NEW YORK — Six months after the Sept. 11, 2001, terrorist attacks, Congress approved an $8 billion program to repair this city’s damaged office towers, build apartment buildings and finance the rebirth of the financial district.
But two years later, city records show that much of the money, dubbed Liberty Bonds, has gone to developers of prime real estate in midtown Manhattan and Brooklyn and to builders of luxury housing.

And who received this governmental perk? Yes, the businesspeople who needed it the least:

Local and state officials — over the objections of their own downtown development chief — gave one developer $650 million from the Liberty Bonds to erect an office tower for the Bank of America near Times Square, miles from the shattered precincts of Ground Zero. According to city records, another developer got $113 million to build a tower for Bank of New York in Brooklyn. One of the few projects downtown has gone to actor and sometime developer Robert De Niro, who picked up nearly $39 million from the bonds in November to build a boutique hotel in Tribeca, directly north of Ground Zero.

Congress designated $1.6 billion of the Liberty Bonds for rental housing for the tens of thousands of moderate-income residents who live in Lower Manhattan.

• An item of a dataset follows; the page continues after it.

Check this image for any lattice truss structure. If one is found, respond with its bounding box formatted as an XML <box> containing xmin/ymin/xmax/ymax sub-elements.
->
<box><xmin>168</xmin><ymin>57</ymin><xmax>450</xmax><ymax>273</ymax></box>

Who got that money?:

Nearly all the money from those bonds has gone to prominent developers to build luxury apartment towers in the neighborhoods around Ground Zero, accelerating its transformation into one of New York’s richest neighborhoods, the city records show.

And what is the bureaucratic response to allegations of political favortism over the doling out of this financial largesse?:

State housing officials said that political favoritism played no part in their decisions and that loans were handed out “on a first-come, first-served basis.” Litwin, they say, had projects in the works and simply got in line when the Liberty Bonds came available.

To which Professor Sauer responds insightfully: “That’s it folks — projects already “in the works” get millions of subsidies. What good are the subsidies then?”

Why don’t airlines hedge fuel costs?

The always perceptive Professor Ribstein over at Ideablog asks this question: Given the volatility or oil prices and the adverse impact of high prices on the business of running an airline, why don’t airlines hedge their fuel costs?
The answer: Airlines generally are not, and never have been, particularly well-managed.
After a particularly unfulfilling experience in investing in airline stocks several years ago, Warren Buffett studied the industry and concluded, if one tabulates all of the airline industry’s finances since the day the Wright Brothers in 1903, one will discover that, cumulatively, there has not been a single penny of profit. Mr. Buffett has also suggested that, in hindsight, shooting down the Wright Brothers on that beach would have been a reasonable financial, if not moral, move.
However, one airline — Dallas-based Southwest Airlines — is and always has been well-managed. And guess who has been hedging its fuel purchases? Read about it here.
Update to this post here.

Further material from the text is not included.